PRRSV M protein as an scaffold for antigenic domain expression. (A) Chimeric proteins expressed by rTGEV. Two M protein locations were chosen for the expression of GP3 epitope involved in neutralization (GP3ECN) fused to a FLAG tag (blue), leading respectively to the chimeras GP3ep-NtermM and GP3ep-Mloop. M protein contains in its C-terminal an endoplasmic reticulum retention signal (green). (B) RT-PCR analysis of ten clones from plaque-purified passage 16 rTGEV-S_7.1-TRS_3a-GP3ep-NtermM (GP3ep-NtermM) and rTGEV-S_7.1-TRS_3a-GP3ep-Mloop (GP3ep-Mloop) viruses. Genomic RNA (gRNA) and PRRSV M protein subgenomic mRNA (mRNA) were detected. The arrow indicates the expected size of the corresponding PCR product. Numbers on the left indicate the molecular weight markers (Mw) size in base pairs. Lower size bands (indicated by red asterisks) correspond to deletion products from heterologous gene, meaning genomic instability. (C) Immunofluorescence analysis of ST cells infected with passage 16 rTGEV-S_7.1-TRS_3a-GP3ep-NtermM (GP3ep-NtermM) and rTGEV-S_7.1-TRS_3a-GP3ep-Mloop (GP3ep-Mloop) at 8 hpi.
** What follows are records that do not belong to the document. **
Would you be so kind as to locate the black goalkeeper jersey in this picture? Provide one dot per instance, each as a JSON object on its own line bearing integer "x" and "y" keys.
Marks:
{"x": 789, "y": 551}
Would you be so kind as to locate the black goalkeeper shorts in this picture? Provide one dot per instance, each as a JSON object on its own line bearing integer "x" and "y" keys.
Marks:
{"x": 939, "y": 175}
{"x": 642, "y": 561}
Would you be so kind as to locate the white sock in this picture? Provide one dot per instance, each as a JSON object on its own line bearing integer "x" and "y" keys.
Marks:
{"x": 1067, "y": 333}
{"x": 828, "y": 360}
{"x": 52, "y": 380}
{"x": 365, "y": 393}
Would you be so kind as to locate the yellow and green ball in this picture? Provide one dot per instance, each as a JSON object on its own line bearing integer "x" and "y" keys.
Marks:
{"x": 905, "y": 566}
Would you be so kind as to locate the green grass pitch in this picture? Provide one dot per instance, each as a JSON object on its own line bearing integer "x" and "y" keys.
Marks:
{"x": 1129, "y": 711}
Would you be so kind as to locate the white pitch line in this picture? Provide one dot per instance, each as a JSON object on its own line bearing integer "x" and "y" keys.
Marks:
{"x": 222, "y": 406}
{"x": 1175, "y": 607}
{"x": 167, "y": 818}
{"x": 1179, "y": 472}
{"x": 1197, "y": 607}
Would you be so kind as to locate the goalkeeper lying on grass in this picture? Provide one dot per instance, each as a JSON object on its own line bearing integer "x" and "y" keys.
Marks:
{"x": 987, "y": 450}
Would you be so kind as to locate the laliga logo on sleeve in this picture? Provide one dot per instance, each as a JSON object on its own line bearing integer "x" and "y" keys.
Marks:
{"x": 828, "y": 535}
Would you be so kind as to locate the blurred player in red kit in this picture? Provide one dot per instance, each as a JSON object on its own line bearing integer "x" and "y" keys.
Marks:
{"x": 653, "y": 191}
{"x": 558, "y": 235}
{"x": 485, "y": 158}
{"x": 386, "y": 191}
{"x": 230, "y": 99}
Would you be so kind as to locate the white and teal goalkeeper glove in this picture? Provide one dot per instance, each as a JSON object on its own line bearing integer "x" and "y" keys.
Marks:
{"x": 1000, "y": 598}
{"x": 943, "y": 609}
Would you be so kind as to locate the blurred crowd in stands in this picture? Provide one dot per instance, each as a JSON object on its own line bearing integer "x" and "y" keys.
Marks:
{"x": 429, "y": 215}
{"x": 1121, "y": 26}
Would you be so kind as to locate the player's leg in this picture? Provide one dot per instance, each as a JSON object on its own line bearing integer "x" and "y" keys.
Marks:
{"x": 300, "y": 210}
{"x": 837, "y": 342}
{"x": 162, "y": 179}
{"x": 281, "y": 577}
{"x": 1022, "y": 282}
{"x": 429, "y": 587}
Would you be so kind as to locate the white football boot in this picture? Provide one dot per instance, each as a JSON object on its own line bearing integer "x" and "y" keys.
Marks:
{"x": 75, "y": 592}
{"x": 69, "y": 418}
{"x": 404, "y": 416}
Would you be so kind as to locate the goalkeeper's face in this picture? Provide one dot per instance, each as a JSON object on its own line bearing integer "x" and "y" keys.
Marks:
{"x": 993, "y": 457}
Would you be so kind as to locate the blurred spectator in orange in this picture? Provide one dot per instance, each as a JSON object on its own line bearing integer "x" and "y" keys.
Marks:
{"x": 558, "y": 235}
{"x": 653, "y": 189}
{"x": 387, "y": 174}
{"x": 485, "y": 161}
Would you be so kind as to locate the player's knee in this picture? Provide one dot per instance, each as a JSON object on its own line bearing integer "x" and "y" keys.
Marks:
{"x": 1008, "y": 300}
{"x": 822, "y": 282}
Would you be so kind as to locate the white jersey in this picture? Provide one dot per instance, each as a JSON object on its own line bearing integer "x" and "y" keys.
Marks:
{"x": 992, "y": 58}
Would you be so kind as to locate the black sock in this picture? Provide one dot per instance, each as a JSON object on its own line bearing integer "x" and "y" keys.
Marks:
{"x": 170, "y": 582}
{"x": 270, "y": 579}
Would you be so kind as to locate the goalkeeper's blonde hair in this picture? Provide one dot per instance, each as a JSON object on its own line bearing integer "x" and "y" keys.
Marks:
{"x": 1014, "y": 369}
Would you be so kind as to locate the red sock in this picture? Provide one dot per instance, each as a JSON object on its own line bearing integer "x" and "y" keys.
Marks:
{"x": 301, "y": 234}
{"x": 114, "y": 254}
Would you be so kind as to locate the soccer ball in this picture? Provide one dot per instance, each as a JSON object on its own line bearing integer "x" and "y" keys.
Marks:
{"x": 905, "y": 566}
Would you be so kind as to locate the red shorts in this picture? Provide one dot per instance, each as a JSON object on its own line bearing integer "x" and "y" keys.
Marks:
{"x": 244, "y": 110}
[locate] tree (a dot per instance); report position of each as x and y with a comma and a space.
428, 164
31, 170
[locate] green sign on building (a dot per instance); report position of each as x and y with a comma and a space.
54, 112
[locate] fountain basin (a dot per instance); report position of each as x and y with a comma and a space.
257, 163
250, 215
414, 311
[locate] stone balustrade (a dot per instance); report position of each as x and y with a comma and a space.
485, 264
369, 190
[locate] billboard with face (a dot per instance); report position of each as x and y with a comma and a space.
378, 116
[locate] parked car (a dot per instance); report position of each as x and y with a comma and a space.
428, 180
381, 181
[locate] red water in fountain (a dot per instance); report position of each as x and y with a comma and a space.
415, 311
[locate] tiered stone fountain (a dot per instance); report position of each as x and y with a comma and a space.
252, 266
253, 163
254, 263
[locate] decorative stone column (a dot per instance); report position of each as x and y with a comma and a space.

TGEV specific polyclonal antiserum and a secondary antibody staining red were used to identify infected cells. Expression of chimeric proteins was detected using a monoclonal antibody specific for PRRSV M protein (αM) or the FLAG tag (αFLAG) and a secondary antibody staining green.

Fig. 5

Protection conferred by rTGEVs expressing PRRSV antigens. (A) Percentage of animals showing respiratory symptoms. Observations were made daily during a time frame of 28 days post-challenge. ^⁎⁎, p-value<0.05, ^⁎, p-value<0.1. (B) Lung samples collected at 28 days post-challenge were stained with hematoxylin-eosin. Representative pictures obtained with a 10x objective are shown (left panels). Lung damage was scored by observation of 50 random fields per animal (right panel). (C) IL-8 levels in serum. Serum samples were collected at the indicated times post-immunization, mixed in pools of three animals per sample, and cytokine levels were analyzed by a 7-plex fluorescent microsphere immunoassay. Dots represent individual samples and solid lines represent mean titer for each group. ^⁎, p-value<0.1.

Fig. 6

PRRSV titer in serum. PRRSV RNA was isolated from sera at the indicated times post-immunization, and viremia in serum was quantified by RT-qPCR. Dots represent individual animals and solid lines represent mean titer for each group. ^**, p-value<0.05.

Fig. 7

Humoral immune response elicited by rTGEV expressing PRRSV antigens. (A) Humoral response specific for GP5. Serum samples were collected at the indicated times post-immunization and analyzed by ELISA using purified full-length GP5. Dots represent individual animals and solid lines represent mean titer of each group. The arrow indicates the time when challenge was performed. ^⁎⁎⁎, p-value<0.01; ^⁎⁎, p-value<0.05. (B) Neutralizing antibodies induced at the indicated times post-challenge. Neutralization assays were performed with PRRSV Olot91 strain infecting MARC-145 cells. Dots represent individual animals and solid lines represent mean titer of each group. ^⁎, p-value<0.1.